Hoje, são os ambiciosos projetos técnicos e econômicos de rentabilidade duvidosa (no jargão dos economistas e teóricos do desenvolvimento) que são apelidados simbolicamente de elefantes brancos. O historiador alemão Dirk van Laak
publicou em 1999 um estudo no qual
descreve a história desses megaprojetos
nos século 19 e 20.
A maioria deles fracassou ou se revelou
de antemão inviável. Van Laak inclui entre eles o colonialismo europeu e a idéia
de uma exploração econômica do espaço
terrestre e dos planetas vizinhos do Sistema Solar, a idéia de uma sociedade guiada pela tecnocracia da "engenharia social" e o plano do engenheiro alemão
Hermann Sörgel, conhecido nos anos 30
pelo nome de "Atlantropa", de separar o
Mediterrâneo do Atlântico com uma represa junto do estreito de Gibraltar.
Sejam de natureza política, econômica
ou técnica, o traço comum de tais projetos é sua mania de grandeza. É o velho
sonho de dominação: sociedades inteiras
são como material plástico à intervenção
de uma divindade externa; imensos
exércitos operários são mobilizados para
uma ação comum, de fundo econômico
e tecnológico. Extensas regiões, continentes inteiros são transformados em
benefício de planos ambiciosos, rios têm
seus cursos retificados, nascem mares
artificiais ou então secam reservas naturais de águas doce e salgada. E, quando a
força para tanto não basta, o menos que
se faz é erigir edifícios monumentais, sobre-humanos.
Efeitos avassaladores Poucas dessas obras resultam num relativo proveito
social, sobretudo sistemas de transporte
para vastas extensões, como por exemplo a ferrovia Transiberiana ou a Panamericana. A maioria dos projetos monumentais é absurda, muitos são interrompidos, todos são deficitários. Os efeitos
sobre a paisagem e a natureza costumam
ser avassaladores, pois o planejamento,
autocrático, ignora as considerações ecológicas. Sempre foram, até hoje, os potentados dos países mais miseráveis que
quiseram se eternizar para a posteridade
com uma espécie de mania faraônica. Estádios majestosos, cuja capacidade não
pode nem sequer ser preenchida, ou aeroportos ao estilo de metrópoles, para os
quais o país é pequeno demais, testemunham a megalomania dos ditadores.

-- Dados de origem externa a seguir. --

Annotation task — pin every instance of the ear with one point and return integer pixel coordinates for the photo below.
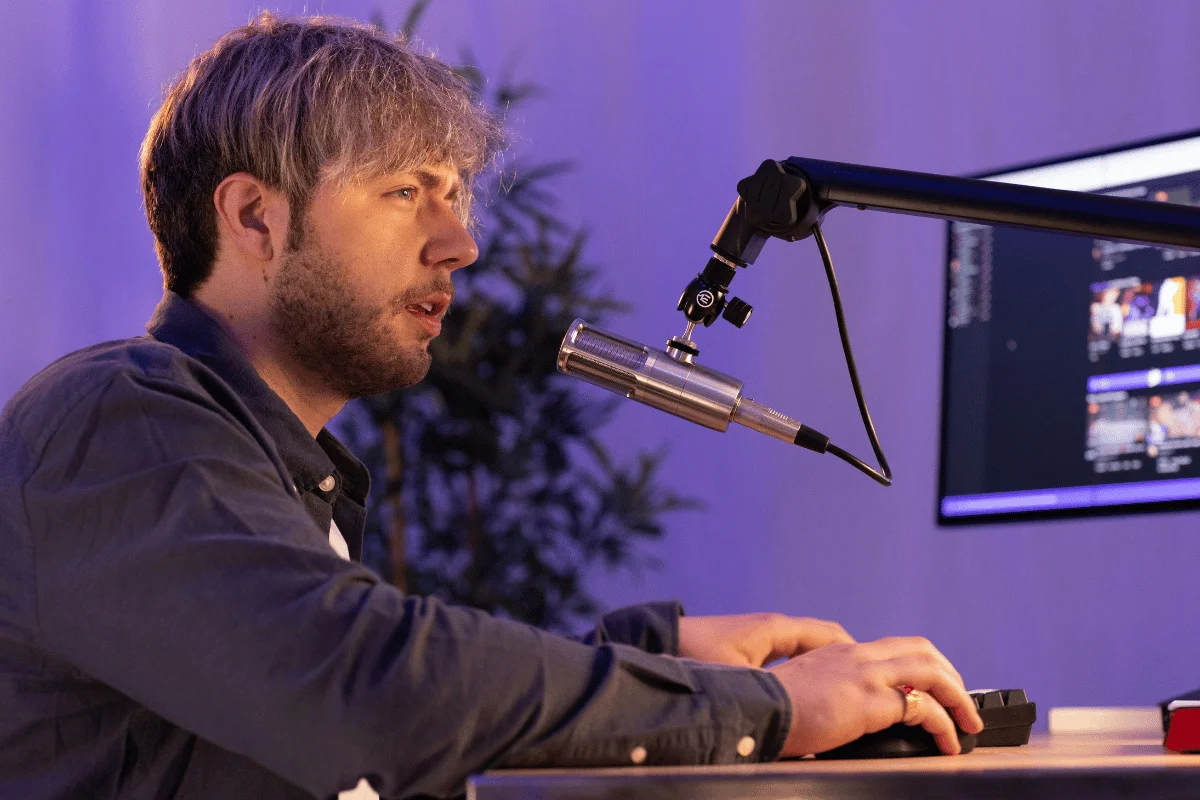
(252, 218)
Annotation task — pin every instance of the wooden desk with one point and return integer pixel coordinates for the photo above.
(1065, 765)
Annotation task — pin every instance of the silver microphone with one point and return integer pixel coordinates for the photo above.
(673, 384)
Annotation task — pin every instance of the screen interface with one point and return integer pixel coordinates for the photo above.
(1072, 365)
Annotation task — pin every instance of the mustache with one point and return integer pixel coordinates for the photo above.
(441, 284)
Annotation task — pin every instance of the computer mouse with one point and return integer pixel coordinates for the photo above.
(898, 741)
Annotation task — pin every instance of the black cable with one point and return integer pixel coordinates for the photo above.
(883, 475)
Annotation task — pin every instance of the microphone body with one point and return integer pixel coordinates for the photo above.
(687, 390)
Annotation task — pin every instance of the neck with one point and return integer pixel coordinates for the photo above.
(303, 392)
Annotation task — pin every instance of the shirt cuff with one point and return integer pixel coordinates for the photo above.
(653, 627)
(751, 710)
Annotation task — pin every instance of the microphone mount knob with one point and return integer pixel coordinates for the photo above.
(738, 311)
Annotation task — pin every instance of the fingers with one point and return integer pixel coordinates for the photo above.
(929, 674)
(933, 717)
(798, 635)
(909, 645)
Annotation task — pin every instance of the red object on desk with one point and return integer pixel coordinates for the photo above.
(1183, 734)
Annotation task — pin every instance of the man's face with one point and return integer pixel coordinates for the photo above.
(365, 292)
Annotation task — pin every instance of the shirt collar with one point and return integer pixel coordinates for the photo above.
(183, 324)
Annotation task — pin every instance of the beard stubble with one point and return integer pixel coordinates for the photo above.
(345, 340)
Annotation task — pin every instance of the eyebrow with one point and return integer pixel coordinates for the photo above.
(433, 181)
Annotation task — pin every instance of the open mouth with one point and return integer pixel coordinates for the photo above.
(433, 307)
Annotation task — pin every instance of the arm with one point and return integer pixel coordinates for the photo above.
(173, 565)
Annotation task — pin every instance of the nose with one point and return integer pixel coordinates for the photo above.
(450, 246)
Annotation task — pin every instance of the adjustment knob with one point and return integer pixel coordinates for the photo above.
(738, 312)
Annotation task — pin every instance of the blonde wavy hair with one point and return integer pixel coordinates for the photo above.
(297, 102)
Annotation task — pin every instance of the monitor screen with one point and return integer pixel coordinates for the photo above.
(1071, 364)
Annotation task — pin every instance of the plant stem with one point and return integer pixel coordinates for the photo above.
(397, 525)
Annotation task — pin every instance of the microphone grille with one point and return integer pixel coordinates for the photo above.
(600, 358)
(610, 349)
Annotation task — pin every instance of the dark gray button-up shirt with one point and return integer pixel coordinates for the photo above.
(174, 623)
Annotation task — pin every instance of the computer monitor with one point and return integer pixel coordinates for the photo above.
(1072, 365)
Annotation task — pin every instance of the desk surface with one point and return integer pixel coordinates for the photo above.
(1072, 765)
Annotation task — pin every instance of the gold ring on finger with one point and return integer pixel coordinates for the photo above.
(911, 703)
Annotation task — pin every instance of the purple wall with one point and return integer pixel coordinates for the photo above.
(665, 106)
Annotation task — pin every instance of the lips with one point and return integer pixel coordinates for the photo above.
(430, 310)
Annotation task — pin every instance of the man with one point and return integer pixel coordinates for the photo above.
(180, 612)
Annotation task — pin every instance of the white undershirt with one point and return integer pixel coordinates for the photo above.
(363, 791)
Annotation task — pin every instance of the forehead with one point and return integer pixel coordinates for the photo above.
(431, 175)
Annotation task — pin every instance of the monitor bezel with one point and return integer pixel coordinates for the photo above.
(1061, 515)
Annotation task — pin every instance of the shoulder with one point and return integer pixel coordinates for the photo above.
(87, 377)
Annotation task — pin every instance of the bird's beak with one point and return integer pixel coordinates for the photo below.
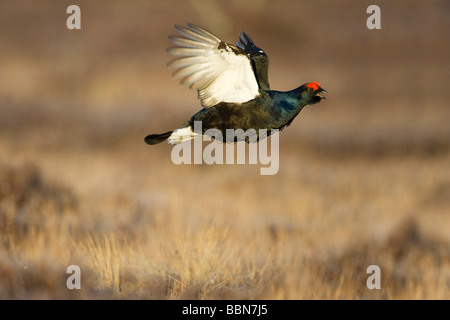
(321, 94)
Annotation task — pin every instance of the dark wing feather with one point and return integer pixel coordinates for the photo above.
(260, 61)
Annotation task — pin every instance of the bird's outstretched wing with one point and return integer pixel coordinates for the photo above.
(219, 71)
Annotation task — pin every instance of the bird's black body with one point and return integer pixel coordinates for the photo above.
(269, 109)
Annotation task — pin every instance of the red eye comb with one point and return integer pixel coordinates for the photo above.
(314, 85)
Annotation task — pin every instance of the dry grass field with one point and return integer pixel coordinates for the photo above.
(364, 176)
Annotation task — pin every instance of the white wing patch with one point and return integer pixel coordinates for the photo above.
(216, 69)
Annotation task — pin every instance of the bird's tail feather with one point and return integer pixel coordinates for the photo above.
(173, 137)
(157, 138)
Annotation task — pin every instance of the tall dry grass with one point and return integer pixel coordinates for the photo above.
(363, 176)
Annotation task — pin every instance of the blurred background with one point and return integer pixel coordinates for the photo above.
(364, 176)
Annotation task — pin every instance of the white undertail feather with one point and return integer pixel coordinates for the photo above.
(182, 134)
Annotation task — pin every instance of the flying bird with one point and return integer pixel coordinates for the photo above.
(233, 87)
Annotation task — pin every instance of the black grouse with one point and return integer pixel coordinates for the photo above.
(233, 88)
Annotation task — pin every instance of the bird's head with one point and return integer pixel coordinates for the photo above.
(312, 92)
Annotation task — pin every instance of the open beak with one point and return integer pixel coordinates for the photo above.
(321, 94)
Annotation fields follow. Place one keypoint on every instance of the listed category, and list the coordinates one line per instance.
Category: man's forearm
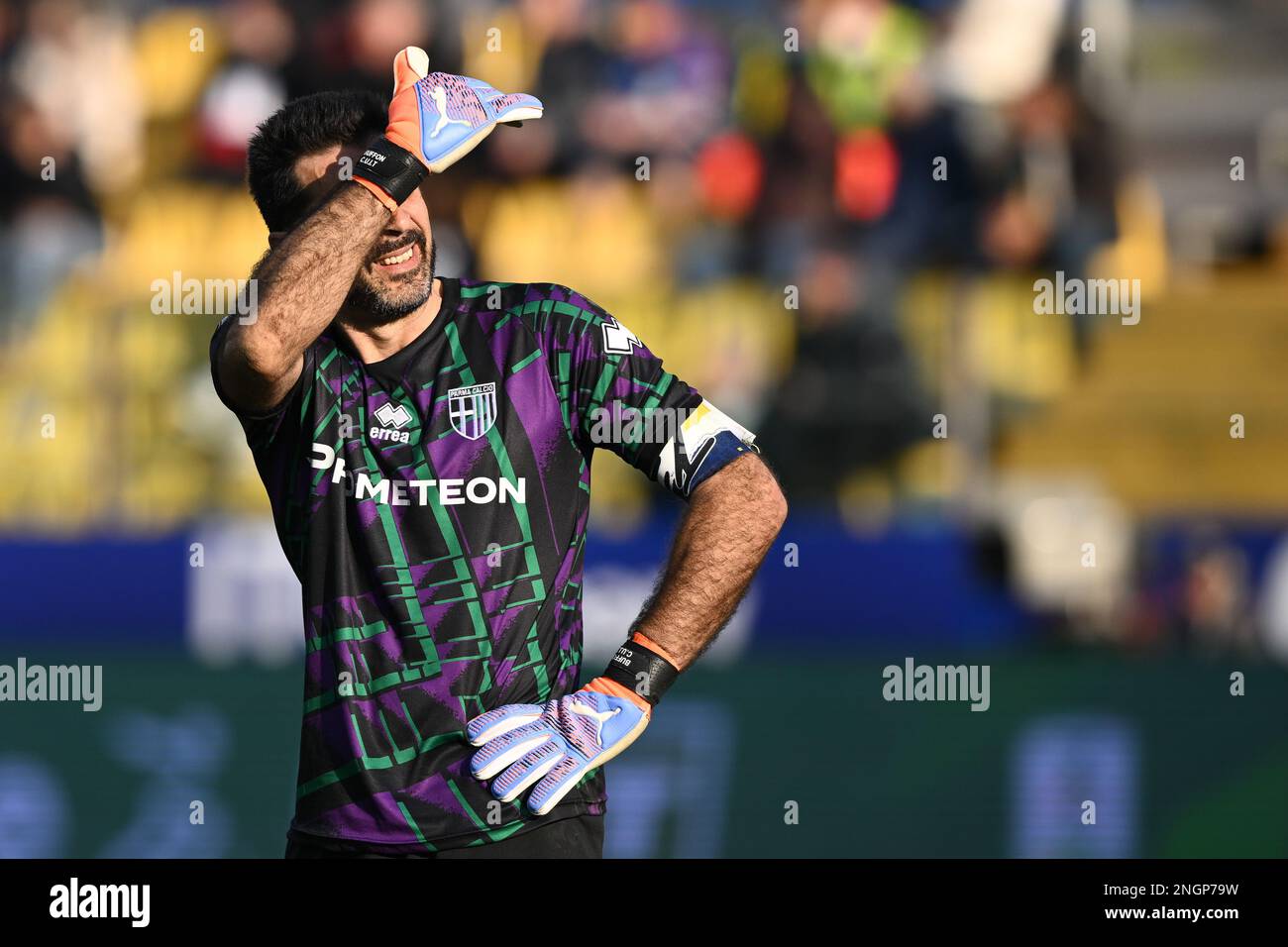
(732, 519)
(300, 286)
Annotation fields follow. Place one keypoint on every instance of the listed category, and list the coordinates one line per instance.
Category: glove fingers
(557, 784)
(527, 771)
(500, 753)
(493, 723)
(410, 65)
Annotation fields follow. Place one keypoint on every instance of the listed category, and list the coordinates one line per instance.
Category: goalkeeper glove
(552, 748)
(436, 119)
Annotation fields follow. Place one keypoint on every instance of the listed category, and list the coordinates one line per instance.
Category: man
(425, 445)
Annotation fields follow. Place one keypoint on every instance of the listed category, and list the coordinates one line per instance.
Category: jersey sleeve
(617, 394)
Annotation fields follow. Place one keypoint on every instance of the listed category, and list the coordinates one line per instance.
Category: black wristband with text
(390, 167)
(642, 671)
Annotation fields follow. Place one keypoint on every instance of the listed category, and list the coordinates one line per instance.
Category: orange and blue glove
(436, 119)
(550, 748)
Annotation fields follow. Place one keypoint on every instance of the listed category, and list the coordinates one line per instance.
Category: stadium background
(793, 256)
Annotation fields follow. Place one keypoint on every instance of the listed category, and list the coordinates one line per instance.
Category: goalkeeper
(425, 445)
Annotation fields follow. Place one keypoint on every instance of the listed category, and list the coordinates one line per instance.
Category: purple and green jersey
(434, 508)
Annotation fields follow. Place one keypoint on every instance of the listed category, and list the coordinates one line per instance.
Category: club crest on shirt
(394, 418)
(472, 408)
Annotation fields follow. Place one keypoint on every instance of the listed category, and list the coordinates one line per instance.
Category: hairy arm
(733, 515)
(300, 285)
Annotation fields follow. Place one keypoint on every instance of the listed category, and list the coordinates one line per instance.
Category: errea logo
(393, 418)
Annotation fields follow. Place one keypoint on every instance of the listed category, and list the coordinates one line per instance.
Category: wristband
(389, 171)
(642, 671)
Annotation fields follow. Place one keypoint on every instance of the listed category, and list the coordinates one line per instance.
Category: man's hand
(436, 119)
(555, 745)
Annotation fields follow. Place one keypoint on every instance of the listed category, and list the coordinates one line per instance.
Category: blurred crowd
(750, 185)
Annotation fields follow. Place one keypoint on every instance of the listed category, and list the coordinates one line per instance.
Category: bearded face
(395, 279)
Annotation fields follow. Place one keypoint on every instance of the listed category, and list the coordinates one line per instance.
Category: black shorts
(579, 836)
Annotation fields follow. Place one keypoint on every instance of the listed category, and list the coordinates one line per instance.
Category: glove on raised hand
(436, 119)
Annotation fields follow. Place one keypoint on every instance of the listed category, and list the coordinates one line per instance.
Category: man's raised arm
(301, 283)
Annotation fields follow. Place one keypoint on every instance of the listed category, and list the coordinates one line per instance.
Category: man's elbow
(261, 356)
(759, 495)
(776, 502)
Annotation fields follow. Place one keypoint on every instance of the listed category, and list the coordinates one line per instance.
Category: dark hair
(305, 127)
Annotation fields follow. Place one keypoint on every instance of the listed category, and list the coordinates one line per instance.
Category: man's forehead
(310, 169)
(318, 172)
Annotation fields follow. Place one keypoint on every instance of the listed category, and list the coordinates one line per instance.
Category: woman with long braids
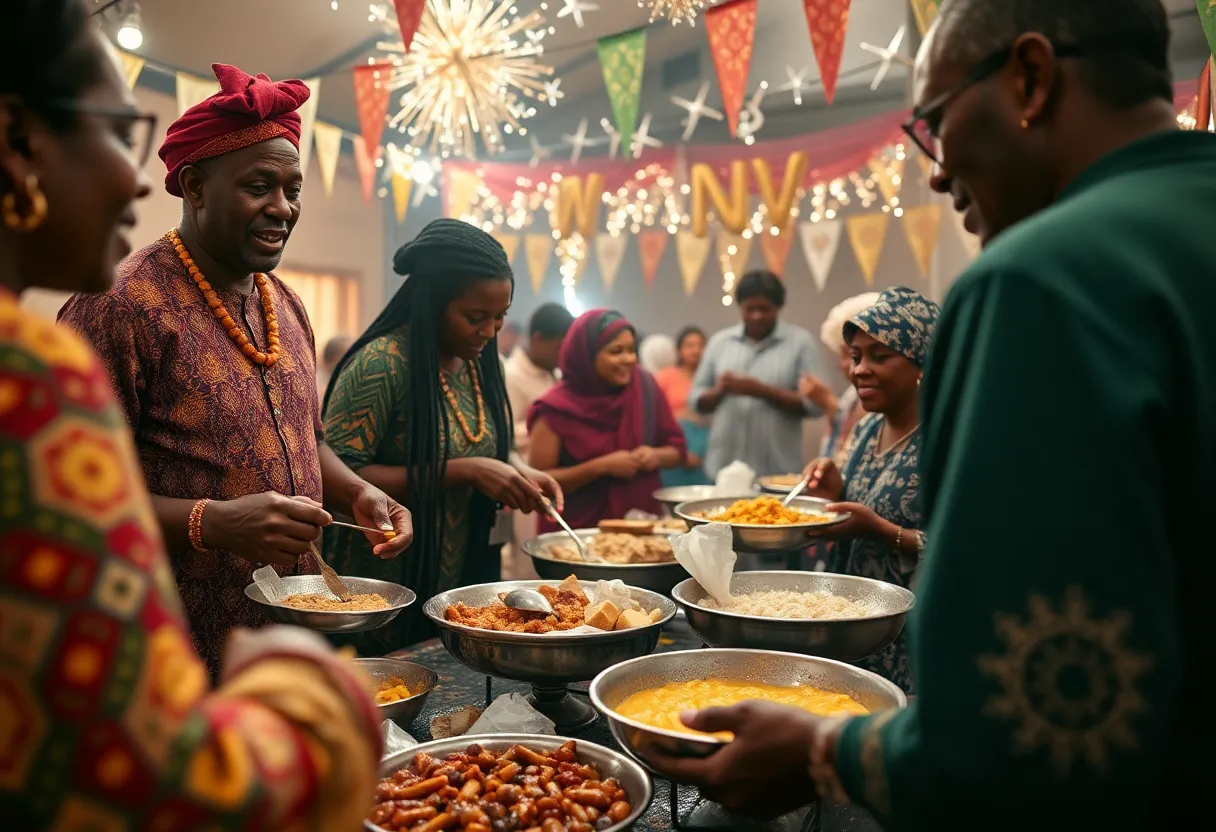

Como todos sabem, também os nazistas e o fascismo italiano tinham predileção por formas faraônicas. E não é sem
justiça que se atribui ao capitalismo de
Estado da União Soviética haver deixado
para trás uma pilha de corpos de elefantes brancos -ruínas do planejamento
burocrático, das quais os antigos Estados
da república socialista, literalmente arruinados, estão repletos.
Há quem esteja inclinado a tomar esses
fenômenos como típicos produtos do
passado, da economia estatal e do totalitarismo político, os quais não teriam
mais lugar na época neoliberal da desregulamentação, das reformas de mercado
e da democratização global. Mas o caso é
justamente o contrário. A queda pelo gigantismo é um traço do capitalismo em
geral, inclusive do liberal-democrático.
A mania de manipular tudo, que rebaixa homem e natureza a simples materiais, e o anseio de dominar um mundo
de objetos são inerentes tanto ao totalitarismo econômico do mercado quanto ao
totalitarismo político do Estado. Os próprios magnatas e mandarins da concorrência de mercado criam tendências faraônicas. Particularmente nos Estados
Unidos, as obras colossais de reis do dinheiro têm uma longa tradição. Só para
citar um exemplo, o ricaço Donald
Trump fez erigir uma réplica, em tamanho real, do conjunto de templos indianos Taj Mahal.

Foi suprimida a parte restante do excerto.